Written by Roy Ingente
Habing Silong unfolds as a suspended landscape of memory, labor, and transformation—an expansive 12ft x 30ft installation that reimagines the vernacular language of Cebuano banig weaving within a contemporary spatial context. Hovering between shelter and sculpture, the work evokes the idea of a “silong,” a space beneath—both literal and metaphorical—where stories, histories, and lived experiences are held. Through its scale and tactility, the installation invites viewers to step into an environment that is at once intimate and communal, foregrounding the enduring cultural intelligence embedded in traditional weaving practices.

At the heart of this work lies the Cebuano banig, a practice rooted in intergenerational knowledge, rhythm, and resilience. By translating this technique into an architectural, hanging form, the artists challenge the boundaries between craft and contemporary art. The meticulous interlacing of discarded materials—food wrappers, plastic sachets, sacks—does not merely replicate traditional patterns but extends them into a new material vocabulary. These remnants of consumption are recontextualized, shifting from objects of disposability into carriers of meaning, thereby asserting the relevance of indigenous methodologies in addressing present-day ecological urgencies.


The collaborative dimension of Habing Silong is equally vital to its significance. Conceived as a thesis project by Robin Michael Canucot, Frances Clairre Dolar, Kylle Adrianne Llaneta, and Angel Villahermosa - graduating multimedia arts students-and-creatives of the Cebu Institute of Technology-University, with the objectives in developing an installation that emerges from a dynamic exchange between academic inquiry and community knowledge. The involvement of local TLE teachers as subject matter experts grounds the project in pedagogical rigor, while the co-creation with the weavers of the Rise Above Foundation Cebu ensures authenticity and continuity of practice. Based in Guadalupe, Cebu City, these weavers bring not only technical expertise but also lived narratives of adaptation, ingenuity, and survival through upcycling.

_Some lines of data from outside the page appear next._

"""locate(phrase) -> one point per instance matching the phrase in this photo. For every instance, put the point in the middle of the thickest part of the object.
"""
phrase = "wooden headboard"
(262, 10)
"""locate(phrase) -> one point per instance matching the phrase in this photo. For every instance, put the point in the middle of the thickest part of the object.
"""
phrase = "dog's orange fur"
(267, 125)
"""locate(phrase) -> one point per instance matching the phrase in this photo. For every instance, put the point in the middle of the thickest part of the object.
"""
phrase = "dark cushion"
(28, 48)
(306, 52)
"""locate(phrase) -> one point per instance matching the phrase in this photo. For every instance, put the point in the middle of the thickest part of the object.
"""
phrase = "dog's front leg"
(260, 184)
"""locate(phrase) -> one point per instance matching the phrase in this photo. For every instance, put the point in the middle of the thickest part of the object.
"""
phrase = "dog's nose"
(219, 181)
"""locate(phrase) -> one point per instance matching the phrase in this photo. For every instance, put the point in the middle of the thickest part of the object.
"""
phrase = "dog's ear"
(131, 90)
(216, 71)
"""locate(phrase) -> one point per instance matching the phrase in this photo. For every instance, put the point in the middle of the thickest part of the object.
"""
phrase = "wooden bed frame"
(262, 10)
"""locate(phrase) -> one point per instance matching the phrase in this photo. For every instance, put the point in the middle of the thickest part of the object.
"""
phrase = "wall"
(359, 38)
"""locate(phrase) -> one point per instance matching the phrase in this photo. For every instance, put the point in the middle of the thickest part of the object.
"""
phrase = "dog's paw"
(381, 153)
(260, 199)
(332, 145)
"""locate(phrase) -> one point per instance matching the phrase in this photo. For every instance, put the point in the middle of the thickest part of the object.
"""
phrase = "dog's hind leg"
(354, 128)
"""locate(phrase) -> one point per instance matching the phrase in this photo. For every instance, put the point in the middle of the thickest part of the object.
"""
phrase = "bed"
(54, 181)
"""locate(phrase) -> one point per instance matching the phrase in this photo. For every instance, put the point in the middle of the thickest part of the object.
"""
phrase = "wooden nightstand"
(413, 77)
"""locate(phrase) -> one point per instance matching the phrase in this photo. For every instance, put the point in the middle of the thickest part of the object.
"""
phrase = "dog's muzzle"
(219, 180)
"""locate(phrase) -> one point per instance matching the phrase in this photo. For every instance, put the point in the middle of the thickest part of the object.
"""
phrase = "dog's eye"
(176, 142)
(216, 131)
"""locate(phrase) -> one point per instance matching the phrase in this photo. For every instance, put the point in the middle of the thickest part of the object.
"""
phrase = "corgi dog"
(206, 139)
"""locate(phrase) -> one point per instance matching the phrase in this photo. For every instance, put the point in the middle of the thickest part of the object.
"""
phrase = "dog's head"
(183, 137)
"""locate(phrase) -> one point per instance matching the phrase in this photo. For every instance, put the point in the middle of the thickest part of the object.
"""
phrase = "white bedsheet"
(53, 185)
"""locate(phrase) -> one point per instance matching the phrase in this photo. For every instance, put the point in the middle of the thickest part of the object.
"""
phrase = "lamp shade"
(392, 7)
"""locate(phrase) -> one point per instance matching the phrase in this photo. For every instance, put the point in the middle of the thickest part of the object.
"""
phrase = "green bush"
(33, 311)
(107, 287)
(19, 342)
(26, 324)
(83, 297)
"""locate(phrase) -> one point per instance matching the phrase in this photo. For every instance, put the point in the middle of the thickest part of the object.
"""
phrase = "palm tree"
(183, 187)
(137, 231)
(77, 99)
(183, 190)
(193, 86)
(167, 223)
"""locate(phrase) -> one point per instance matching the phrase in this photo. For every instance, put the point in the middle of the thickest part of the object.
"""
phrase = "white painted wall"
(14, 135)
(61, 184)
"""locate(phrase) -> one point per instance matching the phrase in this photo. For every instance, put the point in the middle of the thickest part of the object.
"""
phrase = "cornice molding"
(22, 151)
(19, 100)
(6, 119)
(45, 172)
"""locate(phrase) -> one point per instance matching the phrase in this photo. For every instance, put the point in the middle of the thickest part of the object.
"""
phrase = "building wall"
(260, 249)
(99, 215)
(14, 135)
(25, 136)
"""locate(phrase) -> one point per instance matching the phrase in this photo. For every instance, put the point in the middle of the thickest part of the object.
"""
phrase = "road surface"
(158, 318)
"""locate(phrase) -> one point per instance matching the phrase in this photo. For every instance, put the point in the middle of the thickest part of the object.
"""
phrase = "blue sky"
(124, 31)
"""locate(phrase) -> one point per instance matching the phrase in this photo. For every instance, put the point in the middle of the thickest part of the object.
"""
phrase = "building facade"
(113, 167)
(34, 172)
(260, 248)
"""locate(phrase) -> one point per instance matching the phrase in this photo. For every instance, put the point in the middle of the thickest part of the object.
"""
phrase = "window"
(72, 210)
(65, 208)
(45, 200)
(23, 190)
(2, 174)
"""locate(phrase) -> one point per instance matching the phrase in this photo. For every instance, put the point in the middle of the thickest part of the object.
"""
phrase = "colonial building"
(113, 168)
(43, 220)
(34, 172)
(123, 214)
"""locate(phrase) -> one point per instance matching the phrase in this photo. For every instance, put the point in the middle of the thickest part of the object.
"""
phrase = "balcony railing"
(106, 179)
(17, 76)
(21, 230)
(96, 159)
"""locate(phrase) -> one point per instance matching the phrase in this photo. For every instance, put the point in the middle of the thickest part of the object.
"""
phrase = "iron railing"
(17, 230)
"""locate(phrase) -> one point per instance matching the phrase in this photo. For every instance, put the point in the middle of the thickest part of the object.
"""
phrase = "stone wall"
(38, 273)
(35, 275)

Launched on April 23, 2026 at The Kabilin Center under the stewardship of the Ramon Aboitiz Foundation Inc., Habing Silong finds resonance within a space dedicated to elevating community appreciation through art, design, culture, and heritage. This institutional context deepens the work’s curatorial framing, situating it within broader conversations on cultural preservation and innovation- allowing the weavers themselves in developing an appreciation, not only to the body of work and creative output, but towards themselves and their journey as practitioners of the Sugbuanon Design Culture.



The Habing Silong stands as a compelling testament to the possibilities of convergence—between tradition and innovation, waste and worth, individual authorship and collective making—urging audiences to reconsider not only the materials they discard, but also the cultural knowledge systems that continue to sustain and transform communities.